“The Real Housewives of Salt Lake City” Is Culturally Sensitive Trash

THE NEW YORKER By Doreen St. Felix February 8, 2021


The most promising character at the start of “The Real Housewives of Salt Lake City,” which débuted in November, is not one of the “housewives” but one of their children: Meredith Marks’s son, Brooks, who, in oversized sunglasses and a puffer coat, presents himself as a ready-made meme. Meredith, a jewelry designer, tells us that her son has taken a break from his studies at New York University to support her as she navigates a tough spot in her marriage. The twenty-one-year-old Brooks, an aspiring fashion designer of limited skill, seems to be a student of the “Housewives” phenomenon; he is fluent in the show’s tropes, acting as Meredith’s confidant and stylist. Here is a thoroughly modern, weirdly affecting image: the savvy, gay son protecting his sad, subdued mother, with whom he shares a pink pout and a hunger for insta-celebrity.

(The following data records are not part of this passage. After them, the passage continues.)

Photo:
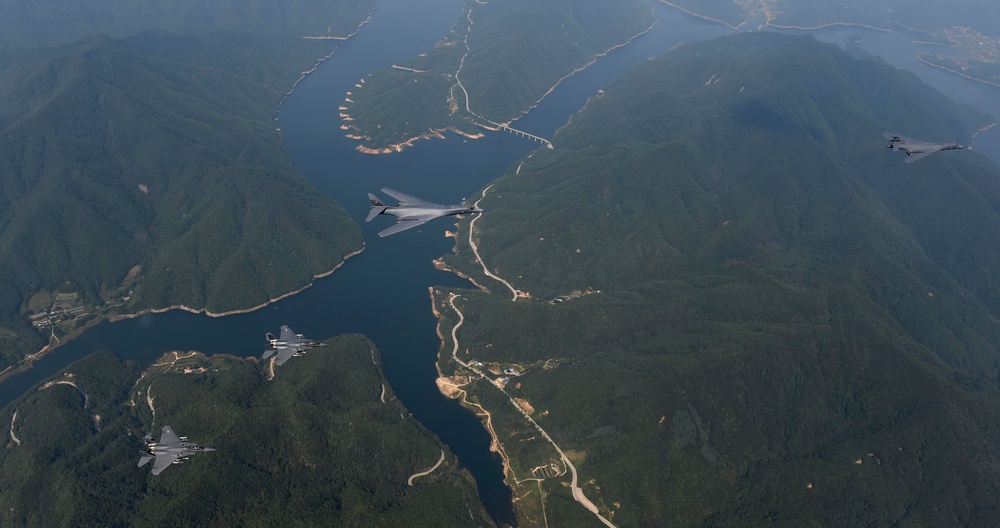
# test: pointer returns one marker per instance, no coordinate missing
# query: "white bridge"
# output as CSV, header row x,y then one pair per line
x,y
524,134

 But how quickly the presumptive fan favorite fell from grace! In the third episode, Meredith invites Jen Shah over for margaritas. A Muslim Polynesian living in a white Mormon stronghold, Shah is doubly outcast, and so she fights hard for the spotlight. Her vibe is confrontational and campy; Brooks finds her uncouth. While sitting on the couch, Shah gets excited and girlishly kicks her heels in the air. We see Brooks seethe in a corner, and, in a cut to a confessional, he exaggerates the scene, saying, “I’m feeling really uncomfortable. Her vagina’s in my face.” After the episode aired, fans voiced their displeasure with him on social media, branding the incident “Vagina-gate.” Ultimately, it was Shah who barrelled her way to the spot of protagonist.

 Am I applying too much analytical pressure to the situation? Well, yes. This is how to enjoy reality television these days. Brooks’s mistake, or, rather, his miscalibration of the etiquette of the genre, fascinated me. It wasn’t the fakeness of the budding feud that rankled viewers; “Housewives” is, constitutionally, a soap opera, and it is fuelled by petty offense, manufactured from the slightest of slights. The issue was the artlessness of the fakery. Brooks’s jab, a callback to the witty white-male cruelty that thrived in the aughts, now directed at a woman of color by a member of Gen Z, felt like an anachronism. He was reaching, and, in that crucial moment, he flopped.